Comment ont procédé les scientifiques ?
Les chercheurs sont arrivés à leurs conclusions en simulant la libération de particules de salive de personnes en mouvement – en marchant et en courant- et dans trois configurations différentes. Soit: deux personnes côte à côte, en diagonale l’une derrière l’autre et juste derrière. Ces modèles de simulation sont généralement utilisés par les scientifiques pour améliorer le niveau de performance des athlètes de haut niveau, coureurs et cyclistes qui gagnent en efficacité en restant dans le sillage des meilleurs. Or, en ce qui concerne le risque d’infection par COVID-19, il est recommandé de faire tout le contraire. A savoir, rester en dehors de ce sillage.
Les chercheurs ont présenté leurs résultats dans une série d’animations et de figures. Le nuage de gouttes laissé par une personne en mouvement est clairement visible. Les points rouges sur les images représentent les plus grosses particules, généralement considérées comme les plus contagieuses – point que devrait confirmer pour COVID-19 la recherche en virologie – et qui tombent plus rapidement. « Mais lorsqu’une personne traverse ce nuage de gouttelettes, son corps peut quand même s’en retrouvé couvert », explique le scientifique.
Les simulations montrent que la distance sociale joue un rôle moindre pour deux personnes qui marchent ou courent côte à côte par temps calme. Les gouttes se retrouvent alors derrière le duo. Ceux qui se déplacent en quinconce sont également moins susceptibles d’attraper les gouttes de salive de leur prédécesseur, du moins lorsqu’il n’y a pas de vent de travers important. Le risque de contamination est plus important lorsque les personnes marchent ou courent l’une derrière l’autre et donc dans le sillage de l’autre.
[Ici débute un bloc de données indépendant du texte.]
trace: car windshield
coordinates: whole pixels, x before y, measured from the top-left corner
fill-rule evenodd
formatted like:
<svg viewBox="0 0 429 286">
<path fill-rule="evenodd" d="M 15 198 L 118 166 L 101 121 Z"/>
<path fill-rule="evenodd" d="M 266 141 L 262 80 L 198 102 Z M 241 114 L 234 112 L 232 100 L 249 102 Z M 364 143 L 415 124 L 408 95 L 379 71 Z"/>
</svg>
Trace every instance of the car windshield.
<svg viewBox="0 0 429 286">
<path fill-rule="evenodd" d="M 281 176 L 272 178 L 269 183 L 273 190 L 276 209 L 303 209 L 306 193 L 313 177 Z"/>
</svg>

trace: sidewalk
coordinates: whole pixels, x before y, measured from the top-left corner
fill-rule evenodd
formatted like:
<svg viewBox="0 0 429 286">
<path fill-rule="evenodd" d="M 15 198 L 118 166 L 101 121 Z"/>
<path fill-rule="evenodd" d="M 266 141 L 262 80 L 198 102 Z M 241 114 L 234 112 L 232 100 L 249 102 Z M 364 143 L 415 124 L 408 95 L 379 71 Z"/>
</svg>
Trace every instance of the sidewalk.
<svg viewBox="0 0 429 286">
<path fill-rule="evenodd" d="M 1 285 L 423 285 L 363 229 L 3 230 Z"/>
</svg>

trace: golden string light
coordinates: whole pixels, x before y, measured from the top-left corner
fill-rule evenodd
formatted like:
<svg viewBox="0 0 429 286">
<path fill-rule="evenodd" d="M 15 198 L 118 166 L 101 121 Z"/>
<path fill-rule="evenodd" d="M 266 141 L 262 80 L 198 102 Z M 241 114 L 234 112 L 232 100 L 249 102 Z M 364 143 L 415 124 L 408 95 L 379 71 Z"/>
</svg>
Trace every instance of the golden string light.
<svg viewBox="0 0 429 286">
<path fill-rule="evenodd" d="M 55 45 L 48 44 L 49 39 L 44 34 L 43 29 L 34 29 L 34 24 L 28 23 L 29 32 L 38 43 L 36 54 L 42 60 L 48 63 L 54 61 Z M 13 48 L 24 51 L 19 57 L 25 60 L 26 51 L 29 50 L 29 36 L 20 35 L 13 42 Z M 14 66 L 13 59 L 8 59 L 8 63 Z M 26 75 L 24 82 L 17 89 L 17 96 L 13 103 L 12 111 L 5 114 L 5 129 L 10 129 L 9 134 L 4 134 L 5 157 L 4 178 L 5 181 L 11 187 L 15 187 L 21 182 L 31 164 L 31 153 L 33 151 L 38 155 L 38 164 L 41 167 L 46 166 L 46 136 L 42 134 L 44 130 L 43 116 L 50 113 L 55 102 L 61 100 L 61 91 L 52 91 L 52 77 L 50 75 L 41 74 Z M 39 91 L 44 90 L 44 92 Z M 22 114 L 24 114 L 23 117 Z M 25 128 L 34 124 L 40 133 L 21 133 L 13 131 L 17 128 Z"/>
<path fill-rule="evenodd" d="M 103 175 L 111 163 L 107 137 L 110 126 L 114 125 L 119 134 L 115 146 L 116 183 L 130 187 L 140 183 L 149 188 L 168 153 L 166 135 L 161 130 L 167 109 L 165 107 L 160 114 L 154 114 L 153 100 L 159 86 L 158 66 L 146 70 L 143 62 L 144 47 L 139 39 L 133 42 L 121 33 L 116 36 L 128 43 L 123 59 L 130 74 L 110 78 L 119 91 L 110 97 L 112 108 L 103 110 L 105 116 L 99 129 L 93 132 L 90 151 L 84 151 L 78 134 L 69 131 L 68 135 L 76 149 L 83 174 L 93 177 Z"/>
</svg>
Sur la base des résultats obtenus, Bert Blocken conseille donc de garder une distance d’au moins quatre à cinq mètres derrière la personne qui précède en marchant dans le sillage, de dix mètres en courant ou en faisant du vélo lentement et d’au moins vingt mètres en faisant du vélo rapidement. « Si vous voulez doubler quelqu’un, il est également recommandé de commencer à amorcer l’opération en décalage à partir d’une distance assez longue – vingt mètres avec des vélos, par exemple, afin de pouvoir doubler prudemment et à une distance appropriée en se déplaçant en ligne droite ». Comparez cela à la conduite : si vous voulez dépasser, vous ne devez pas non plus attendre le tout dernier moment.
Reste à savoir, précisent les chercheurs, dans quelle mesure le résidu de microgouttelettes comporte encore un risque d’infection – une question importante qui fait actuellement l’objet de débats intensifs entre les scientifiques du monde entier. Mais dans l’attente de nouvelles recherches en virologie qui devraient permettre d’éclaircir cette question, mieux vaut garder ses distances. Dans l’intérêt de ceux que nous côtoyons comme du nôtre.